1. A method for coproducing medium-chain fatty acid and biogas from wood fiber raw materials is characterized by comprising the following steps:

(1) mixing the crushed wood fiber raw material with an alkaline solution in a solid-to-liquid ratio of 1: 10-1: 40, setting the temperature to be 30-80 ℃, carrying out pretreatment for 12-48 hours, and carrying out solid-liquid separation on the pretreated mixture to obtain a hydrolysate and solid residues respectively;

2. The method for coproducing medium-chain fatty acid and biogas from lignocellulosic raw materials as claimed in claim 1, wherein the alkaline solution in the step (1) contains 2-8% by mass of alkaline substances, and the alkaline substances are selected from one or more of sodium hydroxide, calcium hydroxide, potassium hydroxide and ammonia water.

3. The method for coproducing medium-chain fatty acid and biogas from a wood fiber raw material as recited in claim 1, wherein the ethanol or lactic acid is added in an amount of 1.5-3 g per 100g of fermentation broth in step (2), the time interval between the addition of ethanol or lactic acid is 8-20 days, and the number of addition is 2-4.

4. The method for co-producing medium-chain fatty acid and biogas from a lignocellulosic feedstock as claimed in claim 1, wherein the anaerobically digested sludge in step (2) is a fermentation broth obtained from a normally operated anaerobic fermentation process or a fermentation broth after the gas is produced from the anaerobic fermentation in step (3).

5. The method for co-producing medium-chain fatty acid and biogas as defined in claim 1 or 2, wherein the medium-chain fatty acid in step (2) is hexanoic acid or octanoic acid.
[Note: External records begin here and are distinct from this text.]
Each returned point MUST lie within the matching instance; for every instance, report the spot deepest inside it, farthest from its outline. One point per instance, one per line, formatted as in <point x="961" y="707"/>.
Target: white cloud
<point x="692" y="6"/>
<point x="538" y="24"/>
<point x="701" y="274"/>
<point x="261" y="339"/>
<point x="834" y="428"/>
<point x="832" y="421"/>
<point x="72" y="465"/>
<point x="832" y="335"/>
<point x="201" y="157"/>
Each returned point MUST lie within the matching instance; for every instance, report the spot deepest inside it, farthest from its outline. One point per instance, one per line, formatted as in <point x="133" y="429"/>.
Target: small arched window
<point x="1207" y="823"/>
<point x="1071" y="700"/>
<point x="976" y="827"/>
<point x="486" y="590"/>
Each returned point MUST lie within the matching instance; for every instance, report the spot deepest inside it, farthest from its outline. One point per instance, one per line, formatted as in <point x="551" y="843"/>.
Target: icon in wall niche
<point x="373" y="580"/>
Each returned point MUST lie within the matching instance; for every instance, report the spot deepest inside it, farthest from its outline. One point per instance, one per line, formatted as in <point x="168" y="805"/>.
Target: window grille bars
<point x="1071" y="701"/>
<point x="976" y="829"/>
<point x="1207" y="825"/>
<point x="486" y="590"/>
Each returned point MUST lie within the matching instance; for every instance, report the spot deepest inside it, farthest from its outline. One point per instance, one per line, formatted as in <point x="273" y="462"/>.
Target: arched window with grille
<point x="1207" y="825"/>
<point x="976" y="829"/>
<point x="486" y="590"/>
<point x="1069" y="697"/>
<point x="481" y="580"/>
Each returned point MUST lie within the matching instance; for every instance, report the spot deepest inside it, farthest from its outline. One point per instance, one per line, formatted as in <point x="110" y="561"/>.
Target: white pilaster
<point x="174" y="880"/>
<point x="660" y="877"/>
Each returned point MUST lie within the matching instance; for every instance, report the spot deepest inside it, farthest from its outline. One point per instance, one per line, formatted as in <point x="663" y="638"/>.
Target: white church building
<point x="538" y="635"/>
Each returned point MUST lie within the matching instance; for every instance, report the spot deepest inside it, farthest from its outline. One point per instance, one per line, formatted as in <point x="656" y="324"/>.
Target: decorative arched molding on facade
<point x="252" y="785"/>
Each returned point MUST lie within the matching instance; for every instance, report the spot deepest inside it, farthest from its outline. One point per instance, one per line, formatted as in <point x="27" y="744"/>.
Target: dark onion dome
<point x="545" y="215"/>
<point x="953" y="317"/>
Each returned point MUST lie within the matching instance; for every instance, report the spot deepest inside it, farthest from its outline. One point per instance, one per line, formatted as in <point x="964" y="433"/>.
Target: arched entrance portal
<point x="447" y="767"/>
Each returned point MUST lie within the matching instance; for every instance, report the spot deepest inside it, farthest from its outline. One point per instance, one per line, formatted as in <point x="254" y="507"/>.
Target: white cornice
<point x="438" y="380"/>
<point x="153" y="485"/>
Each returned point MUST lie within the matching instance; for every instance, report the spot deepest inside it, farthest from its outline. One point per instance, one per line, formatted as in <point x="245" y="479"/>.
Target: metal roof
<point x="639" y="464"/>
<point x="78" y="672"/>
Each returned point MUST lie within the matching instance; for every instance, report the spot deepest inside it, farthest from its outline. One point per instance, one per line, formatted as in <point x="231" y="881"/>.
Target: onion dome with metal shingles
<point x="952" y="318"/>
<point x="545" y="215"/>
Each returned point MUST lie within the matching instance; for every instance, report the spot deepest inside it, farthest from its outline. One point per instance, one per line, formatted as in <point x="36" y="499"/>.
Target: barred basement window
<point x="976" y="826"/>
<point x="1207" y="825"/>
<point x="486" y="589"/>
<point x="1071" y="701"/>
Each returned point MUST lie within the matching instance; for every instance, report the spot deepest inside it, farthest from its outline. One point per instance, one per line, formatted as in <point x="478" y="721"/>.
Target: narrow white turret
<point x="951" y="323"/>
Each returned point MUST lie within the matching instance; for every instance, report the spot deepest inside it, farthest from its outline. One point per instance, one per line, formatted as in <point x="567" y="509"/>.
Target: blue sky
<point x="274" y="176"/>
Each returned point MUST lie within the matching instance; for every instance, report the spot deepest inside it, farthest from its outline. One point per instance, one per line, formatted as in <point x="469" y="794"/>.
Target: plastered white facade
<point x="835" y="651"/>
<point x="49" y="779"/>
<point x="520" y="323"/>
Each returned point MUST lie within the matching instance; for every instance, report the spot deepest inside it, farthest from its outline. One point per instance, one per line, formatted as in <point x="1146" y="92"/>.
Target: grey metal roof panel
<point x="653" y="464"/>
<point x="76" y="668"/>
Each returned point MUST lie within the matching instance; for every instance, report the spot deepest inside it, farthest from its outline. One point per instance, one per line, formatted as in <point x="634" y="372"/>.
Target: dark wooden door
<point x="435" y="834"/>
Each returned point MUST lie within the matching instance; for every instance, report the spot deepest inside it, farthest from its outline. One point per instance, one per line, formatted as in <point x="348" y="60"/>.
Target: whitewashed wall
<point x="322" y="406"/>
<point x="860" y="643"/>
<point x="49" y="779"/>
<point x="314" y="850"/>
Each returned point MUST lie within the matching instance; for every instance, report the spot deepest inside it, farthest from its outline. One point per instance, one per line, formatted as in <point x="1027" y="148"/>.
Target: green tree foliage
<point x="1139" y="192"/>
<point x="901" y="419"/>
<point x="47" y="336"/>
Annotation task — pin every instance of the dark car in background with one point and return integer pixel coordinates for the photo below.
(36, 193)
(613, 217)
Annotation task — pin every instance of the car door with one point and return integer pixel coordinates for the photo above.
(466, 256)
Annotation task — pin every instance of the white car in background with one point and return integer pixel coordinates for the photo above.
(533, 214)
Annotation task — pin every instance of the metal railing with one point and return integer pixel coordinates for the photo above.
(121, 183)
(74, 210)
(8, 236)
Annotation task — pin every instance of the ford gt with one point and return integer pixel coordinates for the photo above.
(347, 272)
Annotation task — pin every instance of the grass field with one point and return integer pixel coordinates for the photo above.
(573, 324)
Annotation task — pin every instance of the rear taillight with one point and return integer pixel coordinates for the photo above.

6. The method for co-producing medium-chain fatty acid and biogas from lignocellulosic raw material according to claim 1 or 2, wherein the solid-to-liquid ratio of the solid residue to the fermentation broth after extraction in step (3) is 0.03-0.15 g/m L.

7. The method for co-producing medium-chain fatty acids and biogas from lignocellulosic feedstocks according to claim 1 or 2, wherein the biomass is crop straw or energy grass.